Into That Darkness

A superbly acted play, a chilling and shocking dramatisation of interviews with a convicted Nazi war criminal.

Image of Into That Darkness

@ Citizens Theatre, Glasgow, until Sat 30 May 2015

Robert David MacDonald’s gripping adaptation of Gitta Sereny’s study of evil, Into That Darkness, condenses her 60-hour interview with Franz Stangl into two hours of meticulously chosen scenes. Gareth Nicholls’ production and intricate analyses of these key moments highlight how easily evil can come into existence and how we may be closer to it than we think.

Cliff Burnett plays the convicted Nazi war criminal, Stangl, who oversaw the deaths of nearly 1 million people during World War II. The commandant spends a gruelling two hours attempting to explain his complicity in the atrocities to Sereny, played by Blythe Duff, who sought to evaluate how this ordinary man could rationalise the genocide that he helped to conduct. With his hair slicked back, waistcoat fastened and tie pulled tightly to his neck, he initially exudes a cold and austere demeanour. However, Burnett’s continually twitching hands, often restrained behind his back, offer a true sign of the horrors he has seen – a hint at his guilty conscience – and it is not long before the cracks in his psyche begin to transpire.

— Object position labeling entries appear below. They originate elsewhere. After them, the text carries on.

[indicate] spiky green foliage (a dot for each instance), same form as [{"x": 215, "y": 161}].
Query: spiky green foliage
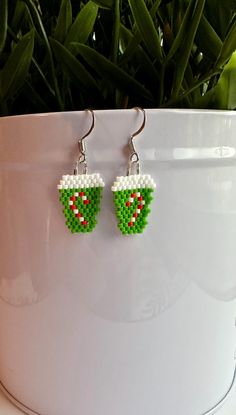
[{"x": 69, "y": 55}]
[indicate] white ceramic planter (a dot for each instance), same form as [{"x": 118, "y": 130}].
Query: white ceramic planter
[{"x": 101, "y": 323}]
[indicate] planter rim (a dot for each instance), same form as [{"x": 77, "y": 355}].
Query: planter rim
[{"x": 180, "y": 111}]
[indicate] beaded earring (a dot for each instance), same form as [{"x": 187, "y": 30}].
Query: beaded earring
[
  {"x": 80, "y": 193},
  {"x": 133, "y": 192}
]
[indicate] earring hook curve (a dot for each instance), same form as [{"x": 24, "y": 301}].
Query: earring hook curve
[
  {"x": 82, "y": 149},
  {"x": 134, "y": 157}
]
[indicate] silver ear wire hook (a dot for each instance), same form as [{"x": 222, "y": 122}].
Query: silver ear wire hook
[
  {"x": 82, "y": 149},
  {"x": 134, "y": 157}
]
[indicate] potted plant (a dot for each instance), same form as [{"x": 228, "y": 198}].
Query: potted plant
[{"x": 106, "y": 323}]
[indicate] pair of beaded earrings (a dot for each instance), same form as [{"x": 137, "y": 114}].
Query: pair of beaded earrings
[{"x": 80, "y": 193}]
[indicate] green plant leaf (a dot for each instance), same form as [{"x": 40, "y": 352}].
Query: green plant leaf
[
  {"x": 105, "y": 4},
  {"x": 211, "y": 48},
  {"x": 64, "y": 21},
  {"x": 146, "y": 28},
  {"x": 225, "y": 90},
  {"x": 181, "y": 35},
  {"x": 74, "y": 68},
  {"x": 18, "y": 16},
  {"x": 185, "y": 51},
  {"x": 3, "y": 22},
  {"x": 34, "y": 12},
  {"x": 112, "y": 72},
  {"x": 229, "y": 44},
  {"x": 143, "y": 60},
  {"x": 83, "y": 24},
  {"x": 16, "y": 68}
]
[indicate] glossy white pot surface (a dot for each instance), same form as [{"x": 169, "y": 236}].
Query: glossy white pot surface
[{"x": 106, "y": 324}]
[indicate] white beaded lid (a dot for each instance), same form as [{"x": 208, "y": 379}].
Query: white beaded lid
[
  {"x": 134, "y": 181},
  {"x": 72, "y": 181}
]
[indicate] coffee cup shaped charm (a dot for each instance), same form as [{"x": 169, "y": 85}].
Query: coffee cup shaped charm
[
  {"x": 132, "y": 197},
  {"x": 81, "y": 195}
]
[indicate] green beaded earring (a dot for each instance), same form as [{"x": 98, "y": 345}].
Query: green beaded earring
[
  {"x": 133, "y": 192},
  {"x": 80, "y": 193}
]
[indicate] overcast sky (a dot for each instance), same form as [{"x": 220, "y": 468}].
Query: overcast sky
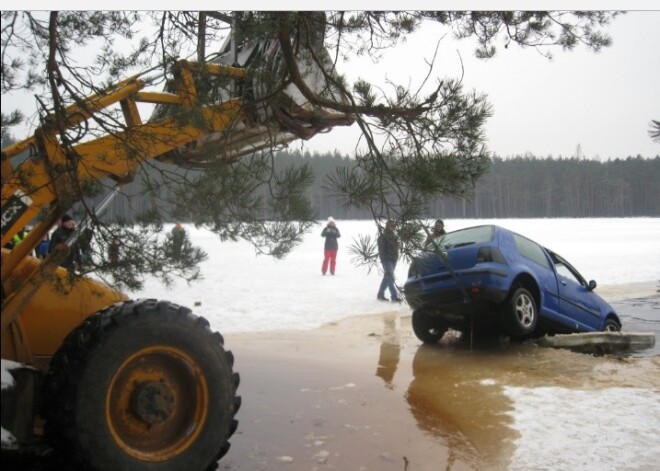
[{"x": 602, "y": 102}]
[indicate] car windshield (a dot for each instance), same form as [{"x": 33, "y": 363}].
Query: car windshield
[{"x": 469, "y": 236}]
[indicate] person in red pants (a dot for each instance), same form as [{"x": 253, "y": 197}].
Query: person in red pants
[{"x": 331, "y": 234}]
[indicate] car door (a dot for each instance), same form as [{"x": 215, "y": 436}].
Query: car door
[{"x": 577, "y": 303}]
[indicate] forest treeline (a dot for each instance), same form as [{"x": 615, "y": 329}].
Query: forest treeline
[{"x": 519, "y": 187}]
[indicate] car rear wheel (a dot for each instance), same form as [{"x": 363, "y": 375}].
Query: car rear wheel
[
  {"x": 426, "y": 328},
  {"x": 611, "y": 325},
  {"x": 521, "y": 313}
]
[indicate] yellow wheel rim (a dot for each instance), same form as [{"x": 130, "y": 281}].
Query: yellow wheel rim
[{"x": 157, "y": 403}]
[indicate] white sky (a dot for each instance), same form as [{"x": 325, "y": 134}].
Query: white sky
[{"x": 602, "y": 102}]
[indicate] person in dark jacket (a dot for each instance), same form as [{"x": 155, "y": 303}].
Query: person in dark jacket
[
  {"x": 61, "y": 235},
  {"x": 178, "y": 237},
  {"x": 438, "y": 230},
  {"x": 388, "y": 251},
  {"x": 331, "y": 234}
]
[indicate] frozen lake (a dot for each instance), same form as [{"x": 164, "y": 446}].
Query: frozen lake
[{"x": 242, "y": 291}]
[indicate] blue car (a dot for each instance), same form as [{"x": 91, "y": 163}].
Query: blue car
[{"x": 490, "y": 279}]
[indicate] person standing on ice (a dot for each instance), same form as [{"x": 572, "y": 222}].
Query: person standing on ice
[
  {"x": 388, "y": 252},
  {"x": 331, "y": 234}
]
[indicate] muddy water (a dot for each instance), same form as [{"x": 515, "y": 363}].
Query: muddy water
[{"x": 365, "y": 394}]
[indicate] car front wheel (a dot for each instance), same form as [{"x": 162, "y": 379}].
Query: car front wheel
[{"x": 521, "y": 313}]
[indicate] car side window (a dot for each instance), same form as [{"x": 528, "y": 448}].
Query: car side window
[
  {"x": 531, "y": 250},
  {"x": 565, "y": 272}
]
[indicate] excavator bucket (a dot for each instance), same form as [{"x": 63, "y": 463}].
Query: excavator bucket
[{"x": 277, "y": 111}]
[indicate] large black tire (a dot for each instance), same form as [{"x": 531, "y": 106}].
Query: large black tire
[
  {"x": 142, "y": 385},
  {"x": 428, "y": 329},
  {"x": 520, "y": 313}
]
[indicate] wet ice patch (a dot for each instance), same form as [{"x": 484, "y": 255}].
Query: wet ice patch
[{"x": 566, "y": 429}]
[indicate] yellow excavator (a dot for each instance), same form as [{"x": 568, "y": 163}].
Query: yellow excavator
[{"x": 110, "y": 382}]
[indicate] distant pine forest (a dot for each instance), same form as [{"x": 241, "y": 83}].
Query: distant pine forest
[{"x": 518, "y": 187}]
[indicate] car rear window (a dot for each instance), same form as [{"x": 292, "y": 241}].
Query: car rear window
[{"x": 469, "y": 236}]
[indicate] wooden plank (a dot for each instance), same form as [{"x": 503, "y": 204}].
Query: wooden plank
[{"x": 600, "y": 340}]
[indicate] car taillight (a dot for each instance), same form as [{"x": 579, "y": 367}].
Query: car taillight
[{"x": 489, "y": 254}]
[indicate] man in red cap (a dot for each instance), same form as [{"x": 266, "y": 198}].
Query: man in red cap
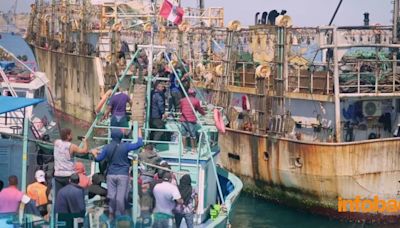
[{"x": 188, "y": 118}]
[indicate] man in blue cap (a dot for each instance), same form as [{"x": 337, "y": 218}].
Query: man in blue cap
[{"x": 116, "y": 154}]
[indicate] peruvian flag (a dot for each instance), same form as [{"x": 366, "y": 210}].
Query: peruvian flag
[{"x": 172, "y": 12}]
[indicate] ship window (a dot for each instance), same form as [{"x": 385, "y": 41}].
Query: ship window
[{"x": 234, "y": 156}]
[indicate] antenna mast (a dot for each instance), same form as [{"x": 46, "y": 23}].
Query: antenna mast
[{"x": 395, "y": 20}]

Audience members are given no time to settle into the theatre on entering pre-performance. With jackets still half on, in the midst of assessing the Perspex cube that encloses Neil Haynes’s interrogation room set, blinding lights startle attendees into their seats. Stuart Jenkins’ harsh lighting between scenes, along with the loud, screeching rumble that resembles a tape recorder ending, causes disorientation and discomfort. We begin to anticipate their return each time the lights cut out, but still catch ourselves jumping with comical fright each time they do, adding to the unsettling feeling that the content of Burnett’s extended monologues bring.

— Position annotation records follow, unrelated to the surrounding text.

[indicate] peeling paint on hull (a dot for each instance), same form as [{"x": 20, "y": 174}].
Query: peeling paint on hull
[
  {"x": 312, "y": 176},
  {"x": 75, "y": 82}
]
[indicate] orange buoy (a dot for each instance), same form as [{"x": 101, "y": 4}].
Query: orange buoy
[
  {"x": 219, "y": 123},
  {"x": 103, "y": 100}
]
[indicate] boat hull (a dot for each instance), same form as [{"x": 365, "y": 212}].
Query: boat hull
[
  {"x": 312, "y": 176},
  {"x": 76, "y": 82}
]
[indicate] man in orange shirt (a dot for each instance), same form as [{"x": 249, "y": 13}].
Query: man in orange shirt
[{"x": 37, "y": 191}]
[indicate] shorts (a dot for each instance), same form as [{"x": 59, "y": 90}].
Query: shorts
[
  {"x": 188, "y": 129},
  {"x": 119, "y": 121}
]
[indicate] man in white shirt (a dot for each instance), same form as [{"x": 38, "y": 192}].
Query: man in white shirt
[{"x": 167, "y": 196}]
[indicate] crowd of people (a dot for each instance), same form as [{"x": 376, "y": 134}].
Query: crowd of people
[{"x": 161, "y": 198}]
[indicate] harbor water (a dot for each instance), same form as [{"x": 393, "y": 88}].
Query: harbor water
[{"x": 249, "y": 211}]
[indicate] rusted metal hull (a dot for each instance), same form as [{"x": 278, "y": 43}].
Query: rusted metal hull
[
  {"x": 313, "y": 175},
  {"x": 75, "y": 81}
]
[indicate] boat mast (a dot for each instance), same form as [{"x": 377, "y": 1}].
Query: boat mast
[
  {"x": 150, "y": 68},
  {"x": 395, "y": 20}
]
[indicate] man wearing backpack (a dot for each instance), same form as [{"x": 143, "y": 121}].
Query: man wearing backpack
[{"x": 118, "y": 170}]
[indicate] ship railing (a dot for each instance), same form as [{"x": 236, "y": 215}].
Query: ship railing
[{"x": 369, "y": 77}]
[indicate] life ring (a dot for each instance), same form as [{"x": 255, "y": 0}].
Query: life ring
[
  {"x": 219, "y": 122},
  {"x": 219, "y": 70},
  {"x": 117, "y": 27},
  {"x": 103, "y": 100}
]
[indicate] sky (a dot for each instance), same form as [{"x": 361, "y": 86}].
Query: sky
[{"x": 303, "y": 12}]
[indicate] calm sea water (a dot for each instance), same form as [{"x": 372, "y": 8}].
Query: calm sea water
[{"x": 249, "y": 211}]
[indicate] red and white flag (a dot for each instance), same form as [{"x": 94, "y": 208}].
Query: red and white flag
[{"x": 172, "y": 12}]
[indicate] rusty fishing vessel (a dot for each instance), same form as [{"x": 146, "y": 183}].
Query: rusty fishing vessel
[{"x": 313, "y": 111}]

Burnett offers a magnificently accurate portrayal of this proud, but quickly fraying man, becoming slightly weaker and scruffier each time the lights come back up. The removal of his jacket, the unbuttoning of waistcoat, the eventual removal of tie, mark his rapid deterioration. Despite such wordy documentary material, Nicholls holds his audience captive for the plays entirety through content, acting performances and his own theatrical direction. As the final lights beam into the audience, showing us a distorted reflection of ourselves in the walls of the interrogation room, we are left with the disturbing question of what we would have done in Stangl’s position. Nicholls uses the set as a mirror, suggesting that people like us are capable of evil. Evil becomes the everyday in this contemplative examination of human cruelty.